Creating a new NHS England: NHS Digital and NHS England have now merged. Health Education England will join us in April 2023. Learn more.
CCGs urged to tackle backlogs at eye health summit
Commissioners must help “radically redesign” eye health services for the benefit of patients, the first-ever NHS eye health summit was told last week.
CCGs at the “Demand and Capacity” conference heard that the need for change was now “critical”. Eye health leaders warned that inaction could have far-reaching social and economic consequences.
National Head of Primary Care Commissioning at NHS England, Dr David Geddes said: “The first eye health summit has created a vital opportunity for commissioners and providers in primary and secondary care to come together to share examples of good practice. With demand for hospital eyes services growing from an ageing population, they are now busier than ever. There is a clear need for radical change across the health sectors to better integrate care so that patients can access quality services in a timely fashion.”
Sharing best practice from Gloucestershire CCG, Graham Mennie GP eye health lead said: “If changes to ophthalmology services are not at the top of the CCG agenda, they ought to be.” “More of the same will not do”, he told the commissioners in the audience.
Opening the conference in London last week, President of The Royal College of Ophthalmologists, Professor Carrie MacEwen, said: “With the continuing rise in macular degeneration, glaucoma and diabetic retinopathy, together with welcomed new treatments, change in the design of services at a national level is critical to meet the demand.”
Professor MacEwen continued: ‘It is certain that avoidable sight loss has, and will continue to have, far-reaching social and economic consequences such as loss of independence, increased risk of falls and mental health issues that will impact on a wider scale across the health services and social care.”
Chair of the Clinical Council for the Commissioning of Eye Health, David Parkins said that primary eye care services should be the first port of call to manage and monitor cases prior to referral to hospital and that community ophthalmology solutions lay in multi-disciplinary, collaborative teams.
“Community ophthalmology services need to be commissioned to manage low-risk patients and stable conditions to agreed protocols. Clear and efficient patient flows and policies which delegates heard some hospitals have developed already, need to be shared and adopted more widely. Above all, good governance supported by audit is vital.”
The Clinical Council is calling for eye health services to be commissioned at scale to make services more efficient and cost effective. Clinicians also demanded better IT connections to speed up and share patient data both within primary care and between primary and hospital care.
Over 100 delegates heard from a number of best practice case studies of working models from across England.
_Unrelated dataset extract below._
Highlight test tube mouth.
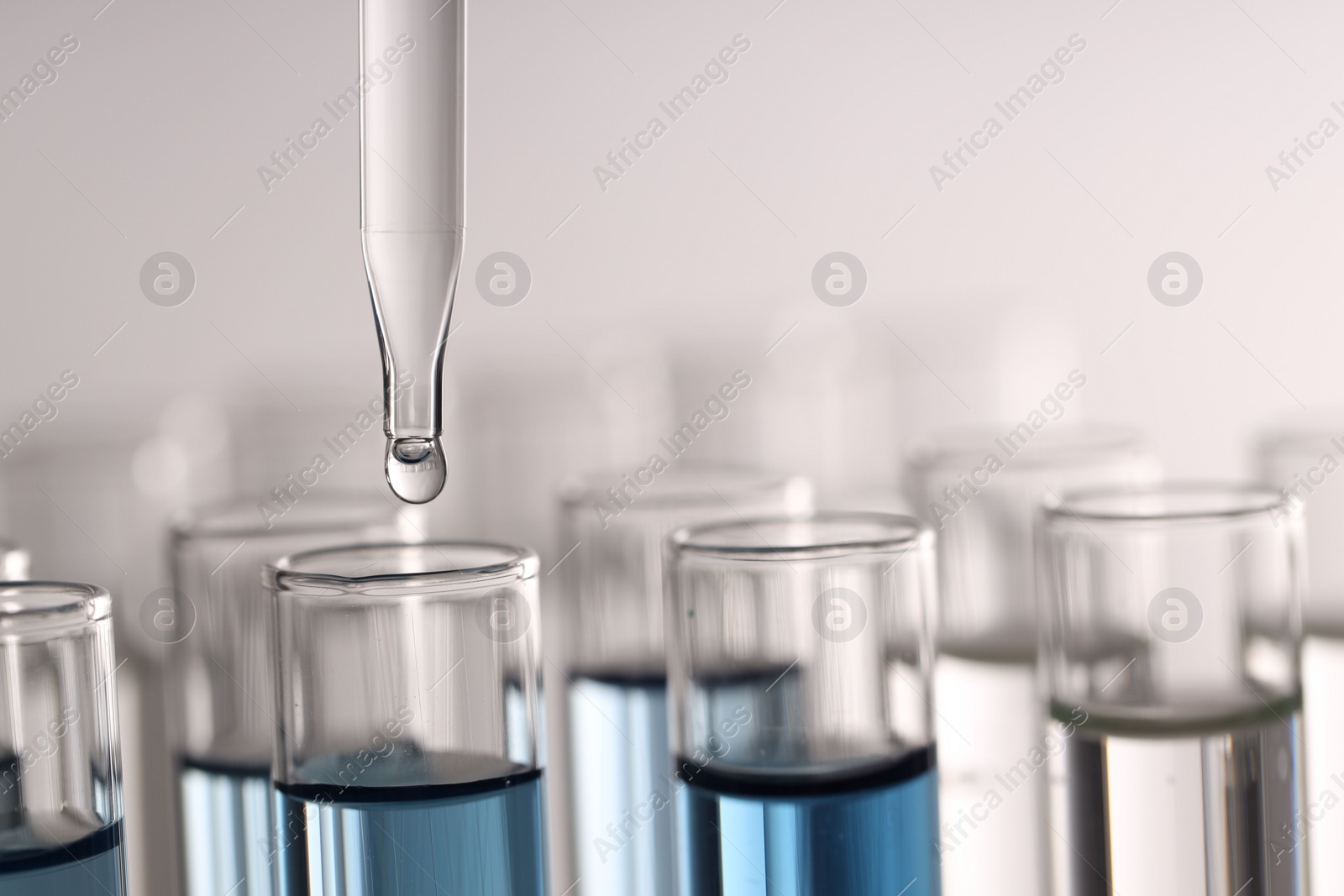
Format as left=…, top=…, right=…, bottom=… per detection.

These showcased how improvements and innovation to patient pathways, involving both primary and secondary providers, had delivered efficiencies and better patient care, by ensuring patients saw the right healthcare professional at the right time and in the most optimal location.
This first eye health summit is one step forward in planning and improving hospital eye services, working with the key stakeholders to influence change and make a difference.
All presentations and contact details for following up discussions will be available on the NHS England website shortly.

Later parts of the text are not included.